Getting more elderly, is a very personal experience, I understand it more and more. We wear the label and do what others do. The proximity of death is hardly ever talked about in the West. In the East, death is an essential part of all Teachings. The realization of that reality leads to insight, of course it does…
I don’t think that we can say that one thing or factor lead to insight. True insight is too dynamic to be analyzed or categorized in such a way. As far as physical pain goes, mankind has had tons of severe pain, due (in large part) to endless, bloody wars going on for millennia. Apparently, we did not gain much insight out of that; we are still having war after war. Don’t get me wrong, however; i feel that what you went through years ago probably made you much more of a mature, serious person. Far too many are not so mature.
So many of us were programmed to look at pain so negatively. We habitually/robotically run from pain and pursue pleasure. In a big way, pain is just a friendly warning system showing that something isn’t quite right; of course, it can get far too intense to be easily seen as “friendly.” Arthritis runs in my family. My elderly relatives would often brag about their pain… often acting as if, somehow, it made them more spiritual or noble. I’ve (because of genetics and my tough physical job of lifting multiply handicapped students for decades) had arthritis for quite some time. It’s there in the background of awareness a lot; there is an art to living with it without over-identifying with it.
Yes, people don’t talk about death here. They don’t have a clue about what it entails. Dying, for me, is always part of living. One is often dying to what was mentally accumulated… and that dying is living.
From Emily Dickinson:
After great pain a formal feeling comes–
The nerves sit ceremonious like tombs;
The stiff Heart questions–was it He that bore?

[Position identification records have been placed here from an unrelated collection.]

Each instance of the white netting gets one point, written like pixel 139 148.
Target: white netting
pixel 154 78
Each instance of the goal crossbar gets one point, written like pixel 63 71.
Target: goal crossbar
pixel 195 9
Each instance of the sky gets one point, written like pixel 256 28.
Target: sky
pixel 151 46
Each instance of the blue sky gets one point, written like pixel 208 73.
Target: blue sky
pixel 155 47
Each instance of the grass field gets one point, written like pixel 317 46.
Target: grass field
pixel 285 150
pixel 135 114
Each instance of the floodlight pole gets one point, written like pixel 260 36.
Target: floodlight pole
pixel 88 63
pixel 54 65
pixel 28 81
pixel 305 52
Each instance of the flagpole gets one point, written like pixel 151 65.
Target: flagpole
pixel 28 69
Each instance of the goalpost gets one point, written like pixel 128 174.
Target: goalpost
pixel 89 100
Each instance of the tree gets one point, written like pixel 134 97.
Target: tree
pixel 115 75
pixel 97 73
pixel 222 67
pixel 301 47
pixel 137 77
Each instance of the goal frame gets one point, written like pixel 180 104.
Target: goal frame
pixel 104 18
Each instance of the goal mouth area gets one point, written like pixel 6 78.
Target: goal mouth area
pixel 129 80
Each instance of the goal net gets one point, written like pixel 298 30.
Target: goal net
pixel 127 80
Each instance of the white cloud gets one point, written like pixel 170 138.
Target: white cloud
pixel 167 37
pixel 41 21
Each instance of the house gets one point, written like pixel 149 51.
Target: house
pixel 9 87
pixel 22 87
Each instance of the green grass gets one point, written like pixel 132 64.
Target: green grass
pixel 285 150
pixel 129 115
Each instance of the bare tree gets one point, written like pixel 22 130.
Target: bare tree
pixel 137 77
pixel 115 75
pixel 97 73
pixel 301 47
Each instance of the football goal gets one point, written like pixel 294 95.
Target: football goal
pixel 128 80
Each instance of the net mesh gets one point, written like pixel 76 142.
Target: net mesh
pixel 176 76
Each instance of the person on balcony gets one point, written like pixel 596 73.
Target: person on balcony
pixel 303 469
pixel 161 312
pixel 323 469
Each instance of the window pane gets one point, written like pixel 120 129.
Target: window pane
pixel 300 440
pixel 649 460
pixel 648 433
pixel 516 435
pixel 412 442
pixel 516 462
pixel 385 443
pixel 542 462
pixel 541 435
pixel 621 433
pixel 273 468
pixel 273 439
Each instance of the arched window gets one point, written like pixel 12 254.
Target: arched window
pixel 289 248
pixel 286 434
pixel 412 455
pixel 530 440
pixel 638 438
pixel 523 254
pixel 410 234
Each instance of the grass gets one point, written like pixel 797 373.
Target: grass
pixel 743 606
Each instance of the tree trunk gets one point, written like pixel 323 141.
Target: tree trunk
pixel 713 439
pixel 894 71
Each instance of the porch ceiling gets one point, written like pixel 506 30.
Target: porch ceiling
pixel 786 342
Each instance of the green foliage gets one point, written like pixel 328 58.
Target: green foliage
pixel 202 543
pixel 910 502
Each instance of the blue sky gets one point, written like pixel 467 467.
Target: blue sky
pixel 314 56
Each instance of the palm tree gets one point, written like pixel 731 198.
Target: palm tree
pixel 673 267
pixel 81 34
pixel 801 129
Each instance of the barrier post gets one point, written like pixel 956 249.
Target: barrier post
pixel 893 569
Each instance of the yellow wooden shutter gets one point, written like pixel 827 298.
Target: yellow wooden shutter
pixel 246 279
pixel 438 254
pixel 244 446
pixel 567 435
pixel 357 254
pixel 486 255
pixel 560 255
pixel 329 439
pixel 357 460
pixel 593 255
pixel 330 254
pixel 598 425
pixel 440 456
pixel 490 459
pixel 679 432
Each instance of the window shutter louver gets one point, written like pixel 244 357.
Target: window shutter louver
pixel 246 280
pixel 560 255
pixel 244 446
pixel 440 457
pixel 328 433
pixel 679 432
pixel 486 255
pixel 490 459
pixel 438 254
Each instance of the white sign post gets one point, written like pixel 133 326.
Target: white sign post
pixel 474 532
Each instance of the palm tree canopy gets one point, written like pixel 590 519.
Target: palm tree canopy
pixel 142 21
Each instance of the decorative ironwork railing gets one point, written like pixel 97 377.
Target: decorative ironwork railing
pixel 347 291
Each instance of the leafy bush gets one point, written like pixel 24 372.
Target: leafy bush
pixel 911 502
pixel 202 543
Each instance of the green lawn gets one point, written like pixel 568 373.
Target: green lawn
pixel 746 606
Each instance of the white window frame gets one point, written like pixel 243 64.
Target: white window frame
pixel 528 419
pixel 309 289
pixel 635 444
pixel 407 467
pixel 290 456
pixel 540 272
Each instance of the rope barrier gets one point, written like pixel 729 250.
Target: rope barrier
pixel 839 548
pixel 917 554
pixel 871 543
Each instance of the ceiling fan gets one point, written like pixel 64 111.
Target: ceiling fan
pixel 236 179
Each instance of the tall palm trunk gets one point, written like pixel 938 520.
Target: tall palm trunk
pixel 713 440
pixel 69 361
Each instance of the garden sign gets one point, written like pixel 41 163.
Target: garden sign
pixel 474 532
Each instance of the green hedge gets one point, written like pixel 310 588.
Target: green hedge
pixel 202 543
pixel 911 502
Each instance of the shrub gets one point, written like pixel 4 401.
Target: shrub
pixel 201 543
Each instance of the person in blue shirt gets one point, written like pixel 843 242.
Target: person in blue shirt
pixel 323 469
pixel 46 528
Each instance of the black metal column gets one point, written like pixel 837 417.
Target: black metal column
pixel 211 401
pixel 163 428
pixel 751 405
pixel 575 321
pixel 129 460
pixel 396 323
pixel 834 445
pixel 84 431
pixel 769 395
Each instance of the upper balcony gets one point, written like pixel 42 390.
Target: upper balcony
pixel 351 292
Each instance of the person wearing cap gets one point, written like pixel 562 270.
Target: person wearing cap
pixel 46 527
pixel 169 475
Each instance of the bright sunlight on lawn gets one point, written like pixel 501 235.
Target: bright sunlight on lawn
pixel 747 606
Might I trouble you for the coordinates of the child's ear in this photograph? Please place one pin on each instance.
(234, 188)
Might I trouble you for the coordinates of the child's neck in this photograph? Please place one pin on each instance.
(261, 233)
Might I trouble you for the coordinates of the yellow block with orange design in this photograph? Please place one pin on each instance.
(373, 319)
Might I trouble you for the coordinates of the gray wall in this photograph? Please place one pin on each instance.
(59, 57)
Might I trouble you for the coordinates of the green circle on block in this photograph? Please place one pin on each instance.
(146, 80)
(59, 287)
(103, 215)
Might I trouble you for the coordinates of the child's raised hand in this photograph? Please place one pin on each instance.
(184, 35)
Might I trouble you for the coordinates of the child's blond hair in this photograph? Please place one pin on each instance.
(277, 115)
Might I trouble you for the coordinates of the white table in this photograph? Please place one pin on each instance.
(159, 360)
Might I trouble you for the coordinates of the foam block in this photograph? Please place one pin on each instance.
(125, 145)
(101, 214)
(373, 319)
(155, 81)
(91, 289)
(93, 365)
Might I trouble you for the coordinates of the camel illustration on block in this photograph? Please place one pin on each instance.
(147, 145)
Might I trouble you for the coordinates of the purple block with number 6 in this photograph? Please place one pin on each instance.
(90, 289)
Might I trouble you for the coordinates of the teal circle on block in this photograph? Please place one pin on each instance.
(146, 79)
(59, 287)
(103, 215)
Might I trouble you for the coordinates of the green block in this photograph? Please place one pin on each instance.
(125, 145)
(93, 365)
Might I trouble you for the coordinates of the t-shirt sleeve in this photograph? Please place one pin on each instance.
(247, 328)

And yesterday–or centuries before?
The feet, mechanical, go round
A wooden way
Of ground, or air, or ought,
Regardless grown,
A quartz contentment, like a stone.
This is the hour of lead
Remembered if outlived,
As freezing persons recollect the snow–
First chill, then stupor, then the letting go.
i’m going out
to look for such
a wise goose 🙂
Take a gander… 🙂
sometimes monkey feel happy for have simple brain what almost always empty & receptive. other times monkey enjoy feeling of jumping thought what bang around like popcorn in simple brain. monkey open to enjoy both state of being before someday when monkey not exist as monkey forevermore.
Enjoy both! Yes! (I like the popcorn analogy!) 🙂
One goose in light the rest in darkness, great shot
Kind of the way society is, RA! Thanks! 🙂
Your beautiful photo illustrates your words very well!
Thank you, Karen! Keep those excellent water shots coming! 🙂
Intuitive thought, insight, is a rare thing and can not be forced only gathered through openness to possibility. It would be lovely to believe one might occasionally have profound insight. But, again, when one is visited by that depth of understanding it does take courage simply to acknowledge it. One ,i think, never owns it.
Holly
Angel in the dust
Such beautiful shots!
Thank you, LF! 🙂
I wonder how you managed the photo.. It’s looks amazing…. As powerful as your words!!
Very nice post. Thanks! I really enjoyed it.
P.S: May I repost it? I’ll mention your name.